Wednesday, March 4, 2015

Inflation round-up

The Reserve Bank of India is officially an inflation targeter. The agreement between the Ministry of Finance and the RBI was signed on February 20, and published a few days ago. The target is to "bring inflation below 6 per cent" by January 2016. For financial year 2016-17 and subsequent years the target will be 4±2%, so the acceptable inflation band will be 2%-6%. That would represent a significant reduction from the typical inflation rates in India since 2008.

RBI governor Raghuram Rajan has de facto followed an inflation target since the start of 2014, but the monetary policy framework was not official. Prior to inflation targeting, the RBI's policy target can be described as flexible, as it included, besides inflation, the rupee exchange rate and banking sector stability.

Amol Agrawal, at Mostly Economics, doesn't like the agreement.


Eurozone inflation expectations are sinking, say researchers at the New York Fed.
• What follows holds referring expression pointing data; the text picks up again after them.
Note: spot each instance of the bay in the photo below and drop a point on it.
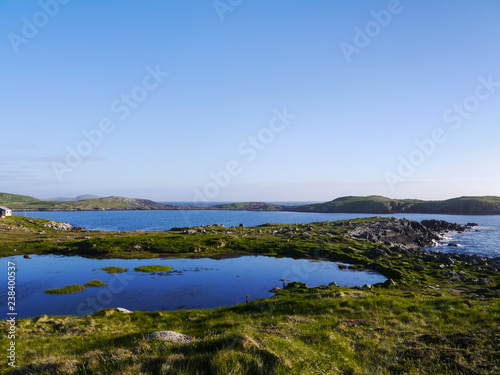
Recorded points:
(485, 242)
(193, 283)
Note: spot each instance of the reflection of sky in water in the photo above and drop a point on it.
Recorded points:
(194, 283)
(483, 243)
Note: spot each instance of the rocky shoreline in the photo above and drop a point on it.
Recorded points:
(405, 237)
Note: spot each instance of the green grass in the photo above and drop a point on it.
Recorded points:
(68, 289)
(114, 270)
(153, 269)
(95, 284)
(74, 288)
(332, 330)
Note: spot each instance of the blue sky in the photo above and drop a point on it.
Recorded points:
(396, 98)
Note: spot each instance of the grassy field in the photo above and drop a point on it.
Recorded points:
(420, 322)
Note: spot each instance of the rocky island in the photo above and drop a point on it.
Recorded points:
(374, 204)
Survey-based inflation expectations have been falling at the one, two, and five-year horizons. They're particularly worried that the whole distribution of inflation expectations is shifting down, not just the median, or the lower percentiles.

A report by Generali, however, shows that inflation expectations measured by inflation swaps have picked up during 2015.


Inflation, relatively: The following map shows inflation relative to each country's own history (the 10-year z-score), as of 2014-Q4. Despite abundant talk of Russian inflation, prices are increasing slightly more than they have, on average, over the past ten years, adjusted for standard deviation (z score of 0.13).

The highest inflation rates, relative to their own medium-term experiences, are for Argentina, Bolivia, Venezuela, Japan, and Gabon. The lowest inflation rates, relative to their own experiences, are in Greece, United Kingdom, Hungary, and Poland, in that order.

The eurozone is pretty green (meaning low inflation), but if you squint you'll notice that Sweden and Switzerland are experiencing relatively less deflation than their European neighbors. Even the U.S. is deviating more from its own history than Switzerland.

One-year inflation rate, 2014-Q4, 10-year z-score, relative to own country's history. Source: FactSet data,, author's elaboration.